Man behind hack of the year 2007 investigated
16/11/2007 Written by minor
Egerstad published in August this year usernames and passwords to email accounts from embassies and governments from different countries. As he explained, he created exit TOR nodes and intercepted traffic and on such way he obtained these informations. What is maybe worser, logins acquired on this way were according to him not used by legit users but actual malicious people that compromise these accounts and tried to hide in TOR network when using them. Many would say this is unethical approach, but what is here more important: ethics or security (and in this case it applies maybe to world-wide security)? So he turned to notifying affected governments, because if contacting Swedish authorities there was a risk, that his experiment could be misused by intelligence services. Except few calls from Swedish security police the only serious response was from Iran.

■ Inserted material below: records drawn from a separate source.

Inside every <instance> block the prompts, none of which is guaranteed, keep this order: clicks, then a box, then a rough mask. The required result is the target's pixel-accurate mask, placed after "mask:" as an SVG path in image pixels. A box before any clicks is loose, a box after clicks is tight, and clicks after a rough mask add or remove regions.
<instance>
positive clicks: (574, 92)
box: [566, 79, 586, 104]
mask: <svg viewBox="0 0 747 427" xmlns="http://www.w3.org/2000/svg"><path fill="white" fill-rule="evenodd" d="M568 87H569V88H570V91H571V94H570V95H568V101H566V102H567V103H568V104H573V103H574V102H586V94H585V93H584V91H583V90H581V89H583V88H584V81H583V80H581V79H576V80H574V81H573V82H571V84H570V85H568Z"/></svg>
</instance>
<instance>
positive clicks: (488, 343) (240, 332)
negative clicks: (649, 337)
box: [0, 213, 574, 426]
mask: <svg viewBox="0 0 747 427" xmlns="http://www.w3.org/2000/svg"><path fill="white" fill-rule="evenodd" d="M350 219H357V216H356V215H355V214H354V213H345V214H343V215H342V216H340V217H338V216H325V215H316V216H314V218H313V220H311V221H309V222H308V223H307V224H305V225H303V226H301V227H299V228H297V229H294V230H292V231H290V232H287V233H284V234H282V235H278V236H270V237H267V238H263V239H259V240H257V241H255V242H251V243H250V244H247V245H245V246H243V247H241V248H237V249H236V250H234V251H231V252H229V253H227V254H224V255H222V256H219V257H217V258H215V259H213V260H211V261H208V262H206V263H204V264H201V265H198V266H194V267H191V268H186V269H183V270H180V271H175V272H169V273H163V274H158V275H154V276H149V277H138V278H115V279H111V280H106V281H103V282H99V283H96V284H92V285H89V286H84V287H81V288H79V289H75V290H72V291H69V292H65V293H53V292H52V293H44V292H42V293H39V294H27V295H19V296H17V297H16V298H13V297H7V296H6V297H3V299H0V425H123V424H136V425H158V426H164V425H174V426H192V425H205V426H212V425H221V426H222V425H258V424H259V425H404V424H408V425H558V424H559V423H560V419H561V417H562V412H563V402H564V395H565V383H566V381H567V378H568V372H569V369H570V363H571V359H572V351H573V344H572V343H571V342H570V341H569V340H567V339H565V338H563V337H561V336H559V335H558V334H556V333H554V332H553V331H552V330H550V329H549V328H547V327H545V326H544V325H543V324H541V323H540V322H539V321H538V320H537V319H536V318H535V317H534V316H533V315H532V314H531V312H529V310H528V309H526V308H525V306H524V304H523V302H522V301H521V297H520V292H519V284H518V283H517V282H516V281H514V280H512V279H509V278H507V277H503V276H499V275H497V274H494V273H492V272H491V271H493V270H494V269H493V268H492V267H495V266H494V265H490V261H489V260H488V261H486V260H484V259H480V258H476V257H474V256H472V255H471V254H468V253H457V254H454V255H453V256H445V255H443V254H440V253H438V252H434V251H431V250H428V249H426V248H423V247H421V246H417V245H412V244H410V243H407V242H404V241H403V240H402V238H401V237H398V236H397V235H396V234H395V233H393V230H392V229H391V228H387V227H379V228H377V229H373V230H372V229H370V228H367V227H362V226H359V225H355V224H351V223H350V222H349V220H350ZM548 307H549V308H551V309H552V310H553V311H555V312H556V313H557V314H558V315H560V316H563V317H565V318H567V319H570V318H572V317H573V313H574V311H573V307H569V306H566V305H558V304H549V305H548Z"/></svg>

As he said, “they wanted to know everything i knew”. These are facts that create different points of view. 1. Those who used TOR for communicating sensitive informations probably didn’t read carefully it’s homepage and all the warnings included. Building secure communication channels in government environments should be mandatory, but use TOR for this… excuse me, please, this is stupid. 2. Please note the fact, that most of the accounts were already used by malicious people — Egerstad discovered only top of iceberg. 3. Even he has intercepted traffic on exit node, and this is from ethical point of view something unacceptable, he didn’t misused it and selected the best solution he could — informing governments of affected countries — and this could be considered as ethical approach. The fact, that except Iran nobody seriously investigated this issue. What a shame for more developed countries! 4. He posted account informations to public — another controversial move from ethical point of view. But, let me place here question: if you give out informations for free to governments and become not even “thank you”, what will you do? 5. Egerstad showed only, than anybody can do the same — and have the same informations as he got, with no special and expensive intelligence. And because he published the details, lot of intelligence agencies may become angry. Now, let me please repeat one of my examples: if you forget to lock your car, it can be stolen and that would be your fault, but if your neighbor tells you, that you forgot to lock that car, who becomes most angry? Usually, a thief… 
Dan Egerstad, man behind controversial “hack of the year 2007″ was taken for questioning by Swedish National Crime and Swedish Security Police few days ago, The Age informed. Also his house was raided and police took his computers and hard drives. Anyway no charges have been set.